MAGUIRE / LA BERGE – Three Cities


The cassette is slowly but surely returning to prominence, primarily in non-commercial musical areas. Three Cities, a 100-copy limited edition, represents a firm warning against the bad idea of throwing away your old decks, and an invitation to keep them clean and functional.

Phil Maguire describes his own Verz as a “quiet music imprint”, but these four tracks with Anne La Berge – a bona fide researcher-cum-sensible instrumentalist human composite – reveal an organic subsurface populated by a considerable amount of noises, pulses and instinctive fragments. In that regard, the work seems to follow a conceptual/dynamic arc of sorts, leading the listener along various states of intuitive discernment as the sonic twists are gradually increased.

The first episode “Duluth” is also the longest. Beginning with whispered echoing harmonics from La Berge’s flute, it develops through a progressive expansion of its vibrational force as Maguire’s analog synthesizers start rattling our head’s bones. The atmosphere turns from relatively ethereal to discreetly ominous; think Eliane Radigue and Thomas Lehn perking up the ears to uncanny murmurs in a pre-earthquake setting. The contrast between the intensity of the subsonic matter and the sweet-tempered reverberations emitted by the silver tube is striking, the “inside impact” of the whole rather impressive.
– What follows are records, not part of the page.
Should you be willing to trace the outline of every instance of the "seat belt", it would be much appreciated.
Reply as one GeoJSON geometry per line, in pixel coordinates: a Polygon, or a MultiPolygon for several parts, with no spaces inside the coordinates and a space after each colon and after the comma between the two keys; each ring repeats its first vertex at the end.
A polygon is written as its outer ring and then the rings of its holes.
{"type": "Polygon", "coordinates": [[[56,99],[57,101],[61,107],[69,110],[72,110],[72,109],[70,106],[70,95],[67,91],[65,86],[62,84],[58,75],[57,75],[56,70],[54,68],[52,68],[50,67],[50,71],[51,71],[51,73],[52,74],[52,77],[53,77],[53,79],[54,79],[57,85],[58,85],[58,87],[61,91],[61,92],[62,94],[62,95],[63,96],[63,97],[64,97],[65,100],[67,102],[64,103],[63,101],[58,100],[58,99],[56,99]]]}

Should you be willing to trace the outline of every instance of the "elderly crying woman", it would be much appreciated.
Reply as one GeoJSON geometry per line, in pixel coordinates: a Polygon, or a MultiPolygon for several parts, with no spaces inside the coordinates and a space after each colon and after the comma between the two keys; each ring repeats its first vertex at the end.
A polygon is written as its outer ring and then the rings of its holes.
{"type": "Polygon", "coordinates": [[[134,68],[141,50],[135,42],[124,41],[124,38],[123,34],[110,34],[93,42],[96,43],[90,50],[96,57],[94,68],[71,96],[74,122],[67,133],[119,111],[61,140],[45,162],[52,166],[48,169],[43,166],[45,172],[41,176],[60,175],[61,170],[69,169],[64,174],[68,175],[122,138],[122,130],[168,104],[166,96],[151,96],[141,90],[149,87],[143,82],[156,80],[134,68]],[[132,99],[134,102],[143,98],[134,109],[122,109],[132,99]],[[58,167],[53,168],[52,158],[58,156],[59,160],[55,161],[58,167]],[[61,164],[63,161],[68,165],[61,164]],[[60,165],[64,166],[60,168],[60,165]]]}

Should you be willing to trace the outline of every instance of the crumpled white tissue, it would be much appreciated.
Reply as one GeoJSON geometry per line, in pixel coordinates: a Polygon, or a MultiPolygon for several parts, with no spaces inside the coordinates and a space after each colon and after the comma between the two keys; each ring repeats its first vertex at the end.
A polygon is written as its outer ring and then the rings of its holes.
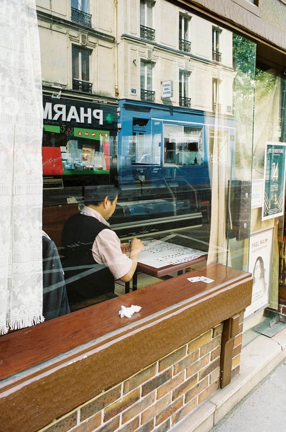
{"type": "Polygon", "coordinates": [[[131,315],[133,315],[135,312],[139,312],[141,309],[141,306],[135,306],[132,305],[130,308],[126,308],[125,306],[121,305],[121,309],[119,311],[119,314],[120,318],[126,317],[126,318],[131,318],[131,315]]]}

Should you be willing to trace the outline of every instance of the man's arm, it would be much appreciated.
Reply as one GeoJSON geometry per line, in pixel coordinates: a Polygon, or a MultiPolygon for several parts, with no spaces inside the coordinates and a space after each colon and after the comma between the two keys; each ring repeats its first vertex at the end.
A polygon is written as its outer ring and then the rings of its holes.
{"type": "Polygon", "coordinates": [[[130,270],[120,278],[120,280],[123,282],[129,282],[134,274],[137,267],[138,257],[139,254],[143,249],[144,244],[139,238],[132,238],[130,243],[129,257],[132,260],[132,265],[130,270]]]}

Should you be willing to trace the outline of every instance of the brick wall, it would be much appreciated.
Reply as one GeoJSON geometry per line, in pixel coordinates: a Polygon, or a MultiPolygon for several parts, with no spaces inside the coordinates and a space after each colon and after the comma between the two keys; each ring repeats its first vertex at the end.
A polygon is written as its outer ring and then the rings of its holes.
{"type": "MultiPolygon", "coordinates": [[[[242,313],[240,334],[243,319],[242,313]]],[[[168,430],[218,388],[222,329],[220,324],[42,430],[168,430]]],[[[235,339],[232,378],[239,372],[242,340],[242,334],[235,339]]]]}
The shorter duos (“Yoker”, “Cloquet” and “Duluth Coda”) summon up additional ghosts of erstwhile “avantgarde”, employing alternative types of processing and fragmentation of the overall resonance while retaining their authority on the audience’s psychophysical responses. Although the sense of constant flow is still very present, there is room for elements more closely related to the common perception of free improvisation: atonally shamanistic melodic shards, prominent dissonant emissions, brain-stimulating interferences all mingle in an outlandish harmony.

There are interesting methods to fill silent gaps without unserviceable verbal explanations; Maguire and La Berge embrace that expressive model. If one’s bright enough, the numerous signifiers comprised by the joint action will be spotted almost immediately.